- Developer: MindFuel Games
- Publisher: PQube
- Platforms: Windows; Nintendo Switch; PlayStation 5; Xbox Series X/S;
- Release: 9 April 2026
- Mode: Single-player

= Beyond Words (video game) =

2026 video game

Beyond Words is a 2026 word game based on Scrabble with roguelike elements. It was developed by MindFuel Games, a studio founded by Steve Ellis and David Doak, who had previously worked at Rare and founded Free Radical Design, and published by PQube. The game was announced in November 2025 and released on 9 April 2026 for Windows, Nintendo Switch, PlayStation 5, and Xbox Series X and Series S.

The game received "mixed or average" reviews on Windows and "generally favorable" reviews on Nintendo Switch. The game's concept drew both positive and negative reviews, the gameplay was generally praised, and the art drew negative feedback, including for the use of AI art during development.

== Gameplay ==
Beyond Words is a single-player turn-based word game based on Scrabble, with roguelike elements. The player has a hand of tiles corresponding to letters and places them on the board; letters spell words and the player scores points based on the point values of the letters and the length of the words. Similarly to Scrabble, tiles are randomly drawn from a bag, but there are many more wildcard tiles. Each round, the player is given a limited number of moves to score a certain point total. Winning rounds grants the player coins; between rounds, the player can buy cards that increase their future ability to score points in various ways.

== Development and release ==
Beyond Words was created by Steve Ellis and David Doak, who had previously developed first-person shooter titles at Rare and Free Radical Design.
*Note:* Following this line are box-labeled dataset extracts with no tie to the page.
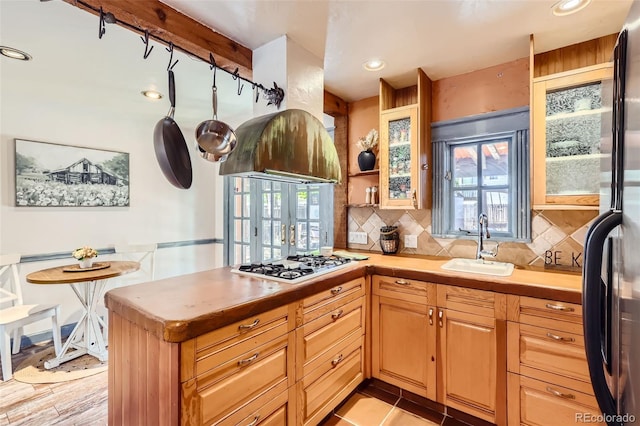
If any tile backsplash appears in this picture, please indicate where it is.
[347,207,598,271]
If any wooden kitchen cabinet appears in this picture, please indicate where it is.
[371,275,437,400]
[379,69,431,209]
[531,63,613,210]
[180,305,295,425]
[507,295,600,426]
[437,285,507,425]
[295,277,366,425]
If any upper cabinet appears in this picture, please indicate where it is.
[379,69,431,209]
[532,63,613,209]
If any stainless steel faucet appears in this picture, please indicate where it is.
[476,213,498,260]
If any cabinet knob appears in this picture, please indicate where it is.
[547,386,576,399]
[238,318,260,330]
[247,414,260,426]
[544,303,575,312]
[331,354,342,367]
[238,352,260,367]
[547,333,576,342]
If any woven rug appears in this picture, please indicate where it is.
[13,347,108,383]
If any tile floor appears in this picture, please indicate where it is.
[321,381,476,426]
[0,342,488,426]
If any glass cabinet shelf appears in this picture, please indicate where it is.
[533,64,612,208]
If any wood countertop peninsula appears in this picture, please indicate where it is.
[105,253,582,343]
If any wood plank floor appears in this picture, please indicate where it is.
[0,343,108,426]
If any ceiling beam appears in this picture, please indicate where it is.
[323,90,349,117]
[64,0,253,80]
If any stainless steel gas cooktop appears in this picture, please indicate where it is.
[231,254,351,284]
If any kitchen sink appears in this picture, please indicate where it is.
[441,258,513,277]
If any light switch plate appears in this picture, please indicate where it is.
[349,232,367,244]
[404,235,418,248]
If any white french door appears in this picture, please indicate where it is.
[225,177,333,265]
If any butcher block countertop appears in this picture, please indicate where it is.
[105,253,582,343]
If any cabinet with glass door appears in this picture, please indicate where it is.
[533,63,613,209]
[379,70,431,209]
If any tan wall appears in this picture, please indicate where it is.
[347,96,380,204]
[431,58,529,122]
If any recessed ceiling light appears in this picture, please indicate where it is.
[0,46,31,61]
[140,90,162,100]
[362,59,385,71]
[551,0,591,16]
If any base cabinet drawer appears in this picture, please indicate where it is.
[508,323,590,383]
[219,382,295,426]
[508,373,605,426]
[296,332,364,425]
[296,297,365,379]
[182,333,294,425]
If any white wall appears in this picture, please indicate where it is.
[0,2,252,334]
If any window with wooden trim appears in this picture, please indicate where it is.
[432,107,531,241]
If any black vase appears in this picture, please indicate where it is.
[358,149,376,172]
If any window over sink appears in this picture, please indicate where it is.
[432,108,531,241]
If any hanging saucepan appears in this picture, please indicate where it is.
[196,62,236,161]
[153,69,193,189]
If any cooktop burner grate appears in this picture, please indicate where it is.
[232,254,351,282]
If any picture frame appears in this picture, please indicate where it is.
[14,139,129,207]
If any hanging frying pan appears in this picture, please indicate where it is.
[153,69,193,189]
[196,55,236,161]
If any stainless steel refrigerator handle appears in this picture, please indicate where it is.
[582,210,622,415]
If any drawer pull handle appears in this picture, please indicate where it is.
[547,386,576,399]
[331,354,342,367]
[544,303,575,312]
[238,352,260,367]
[238,318,260,330]
[547,333,576,342]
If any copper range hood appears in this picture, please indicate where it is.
[220,109,342,183]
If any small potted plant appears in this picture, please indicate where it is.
[357,129,378,172]
[71,246,98,269]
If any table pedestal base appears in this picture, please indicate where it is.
[44,280,109,370]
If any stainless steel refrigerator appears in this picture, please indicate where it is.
[582,0,640,425]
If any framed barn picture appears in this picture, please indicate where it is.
[15,139,129,207]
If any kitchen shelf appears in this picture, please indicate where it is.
[349,169,380,177]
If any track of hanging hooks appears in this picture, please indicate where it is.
[85,0,284,109]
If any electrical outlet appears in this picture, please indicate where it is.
[349,232,368,244]
[404,235,418,248]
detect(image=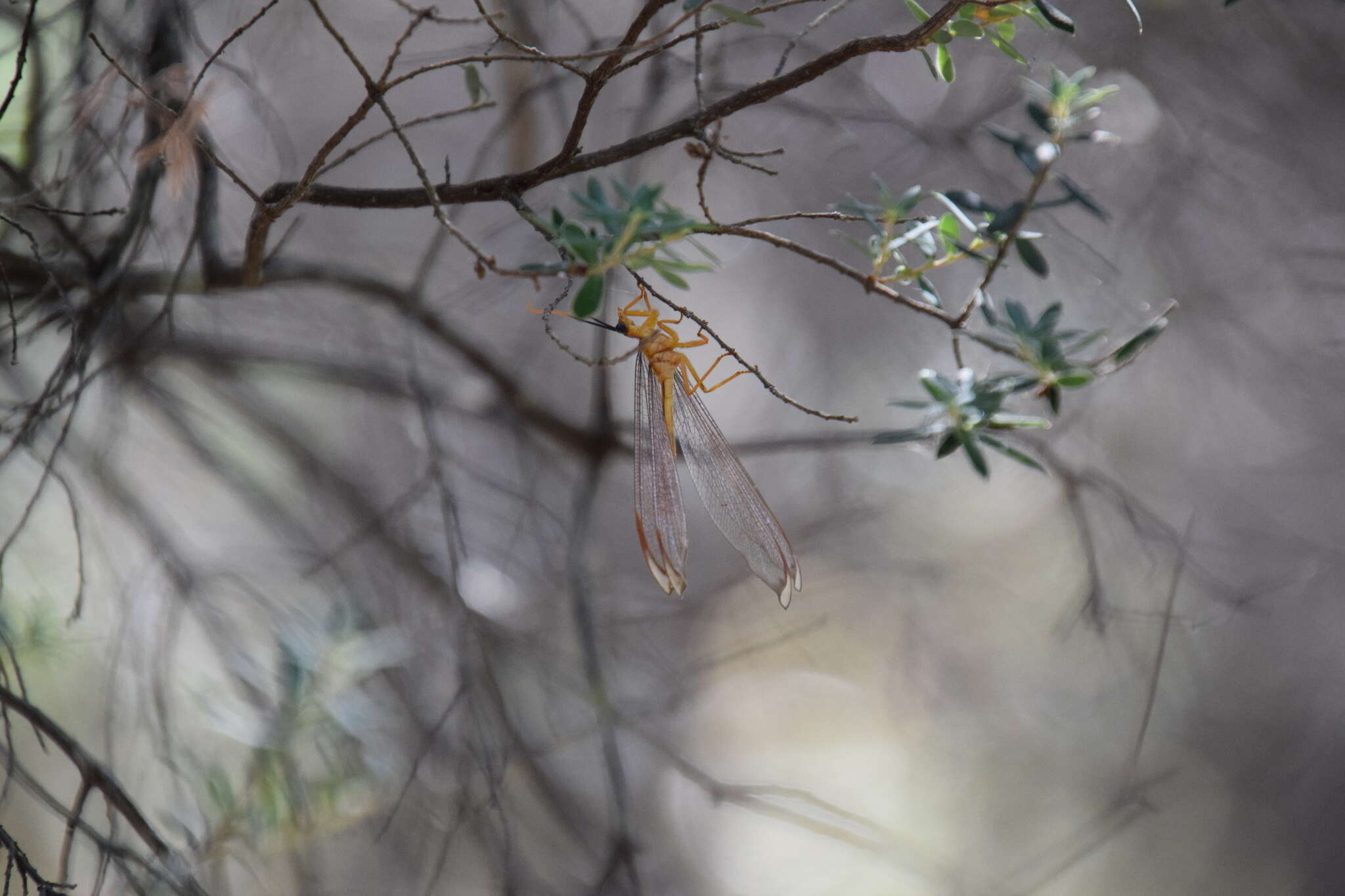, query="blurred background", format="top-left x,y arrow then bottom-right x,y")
0,0 -> 1345,896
They founded British studio MindFuel Games, which announced Beyond Words as its first title after 18 months of development. Ellis and Doak described their choice to found a small studio and move away from the FPS space as a result of previous experiences with the large teams required for development of those titles leading to their studios being closed down.

MindFuel announced Beyond Words and released a demo on 27 November 2025. The game was released on 9 April 2026 for Windows, Nintendo Switch, PlayStation 5, and Xbox Series X and Series S.

== Reception ==
Beyond Words received "mixed or average" reviews on Windows and "generally favorable" reviews on Nintendo Switch, according to review aggregator Metacritic. 87% of critics recommended the game, according to OpenCritic.

The concept and gameplay execution of Beyond Words drew both criticism and praise. Writing for PC Gamer, Robin Valentine described Beyond Words as better than other games that had tried to mix Balatro and Scrabble, commenting that the game "finds the perfect balance between synergy and spelling". Editorial director Julian Benson of Rock Paper Shotgun said that the game "came alive" when its various systems of power-ups came together, but found those moments frustratingly rare. Nintendo Lifes Mitch Vogel described the game's mechanics as derivative of Balatro, saying "it would've been nice to see MindFuel do more to expand upon the mechanics of its inspiration".

Matt of Digitally Downloaded described the game's two inspirations as at odds with one another: "Scrabble, despite being a game where you draw letters at random, is not a game of chance. It's a game of great skill and knowledge, and playing well within a simple system. Roguelikes, meanwhile, are about a combination of luck and manipulating a system to maximise the points." Despite this, they rated it 4.5/5, calling it a "Sunday morning coffee game". Writing for Siliconera, Graham Russell criticized the concept of the game, perceiving the developers as not having done design work on top of their inspirations.

Initial versions of the game were illustrated with AI art, which drew criticism, including from Valentine and Russell, though this art was replaced later in development. Russell nevertheless described the visuals of the final game as "boring and soulless".